Gguf is cleaner to read in languages that don't have a json parsing library, and works with memory mapping in C. It's very appealing for minimal inference frameworks vs other options.

fzzzy · 2 years ago

I think a binary format is obviously the right answer here.

andy99 · 2 years ago

> GPT-Generated Unified Format

GG is Georgi Gerganov

kristjansson · 2 years ago

Nothing like a good backronym

Deleted Comment

SOLAR_FIELDS · 2 years ago

“no yapping” gave me a bit of a chuckle. Quick way to ask the response to be brief I guess.

mc10 · 2 years ago

It would be cool to also discuss how llamafiles[1] work, and how they differ from the GGUF files.

[1]: https://github.com/Mozilla-Ocho/llamafile

null_point · 2 years ago

Cool. I was just learning about GGUF by creating my own parser for it based on the spec https://github.com/ggerganov/ggml/blob/master/docs/gguf.md (for educational purposes)

RicoElectrico · 2 years ago

As LLMs have quite minor changes between architectures, would it make sense to just embed the model compiled to some sort of simple bytecode right in the GGUF file? Then, only implement specific new operations when researchers come up with a new model that gains enough traction to be of interest.

liuliu · 2 years ago

Not really. We've been on that road before. Embedding computation graph into the file makes changes to the computation graph harder (you need to make sure it is backward compatible). This is OK in general (as we have onnx already), but then if you have dynamic shape and the fact that different optimizations we implemented are actually tied to the computation graph, this is simply not optimal. (BTW, this is why PyTorch just embed the code into the pth file, much easier and backward compatible than a static computation graph).

taminka · 2 years ago

wait, why is embedding the graph into the file bad?

it enables really clean separation of the core autodiff library and whatever backend you want to use to accelerate the graph computations, which can simply read the file and be completely independent of the core implementation

but also, if you just store the tensors in some arbitrary order and then store the indices of the order in which they have to read and traversed, you can easily adjust the graph to add stuff like layer fusion or smth similar (i'm not really familiar w/ comp graph optimisations tbh)

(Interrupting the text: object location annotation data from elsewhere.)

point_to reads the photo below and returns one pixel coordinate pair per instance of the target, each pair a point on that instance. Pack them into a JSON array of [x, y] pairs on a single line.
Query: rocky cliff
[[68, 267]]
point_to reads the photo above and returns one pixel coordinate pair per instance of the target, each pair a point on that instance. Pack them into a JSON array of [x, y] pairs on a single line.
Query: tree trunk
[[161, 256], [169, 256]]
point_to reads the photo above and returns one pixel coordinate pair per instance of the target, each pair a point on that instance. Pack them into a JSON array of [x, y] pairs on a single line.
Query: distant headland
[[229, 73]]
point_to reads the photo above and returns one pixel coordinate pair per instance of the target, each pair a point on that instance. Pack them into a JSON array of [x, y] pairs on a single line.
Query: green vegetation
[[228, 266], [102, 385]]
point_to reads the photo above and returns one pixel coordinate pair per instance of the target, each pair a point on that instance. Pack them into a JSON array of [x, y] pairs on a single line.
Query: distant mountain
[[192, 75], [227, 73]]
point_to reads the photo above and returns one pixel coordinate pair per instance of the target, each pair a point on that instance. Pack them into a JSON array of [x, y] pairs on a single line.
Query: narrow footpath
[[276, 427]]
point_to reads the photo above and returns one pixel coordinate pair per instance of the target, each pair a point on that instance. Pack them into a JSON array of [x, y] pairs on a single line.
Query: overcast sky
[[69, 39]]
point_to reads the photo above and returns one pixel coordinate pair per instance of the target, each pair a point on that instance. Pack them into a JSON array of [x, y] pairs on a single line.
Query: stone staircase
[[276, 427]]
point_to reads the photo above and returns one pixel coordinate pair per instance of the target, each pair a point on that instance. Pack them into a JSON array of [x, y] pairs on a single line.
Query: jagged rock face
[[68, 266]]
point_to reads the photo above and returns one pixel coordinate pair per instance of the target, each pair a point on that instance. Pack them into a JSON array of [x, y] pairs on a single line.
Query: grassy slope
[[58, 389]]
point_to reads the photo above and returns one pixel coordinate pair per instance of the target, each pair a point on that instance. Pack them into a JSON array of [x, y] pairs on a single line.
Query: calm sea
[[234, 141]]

what would an alternative look like anyway?

sroussey · 2 years ago

Yeah, but you want to avoid remote code execution:

https://www.bleepingcomputer.com/news/security/malicious-ai-...

RicoElectrico · 2 years ago

The bytecode would not even need to be Turing-complete. Or maybe it could take inspiration from eBPF which gives some guarantees. What you posted is related to the design oversight of Python's pickle format.

rahimnathwani · 2 years ago

It seems like a lot of innovation is around training, no? GGML (the library that reads GGUF format) supports these values for the required 'general.architecture':

  llama
  mpt
  gptneox
  gptj
  gpt2
  bloom
  falcon
  rwkv

throwawaybbq1 · 2 years ago

I've also been trying to figure out GGUF and the other model formats going around. I'm horrified to see there is no model architecture details in the file! As you say, it seems they are hard-coding the above architectures as constants. If a new hot model comes out, one would need to update the reader code (which has the new model arch implemented). Am I understanding this right?

I'm also a bit confused by the quantization aspect. This is a pretty complex topic. GGML seems to use 16bit as per the article. If was pushing it to 8bit, I reckin I'd see no size improvement the GGML file? The article says they encode quantization versions in that file. Where are they defined?

cooper_ganglia · 2 years ago

I’ve been looking for a good resource on GGUF for the past week or so, the timing on this is awesome! Thanks!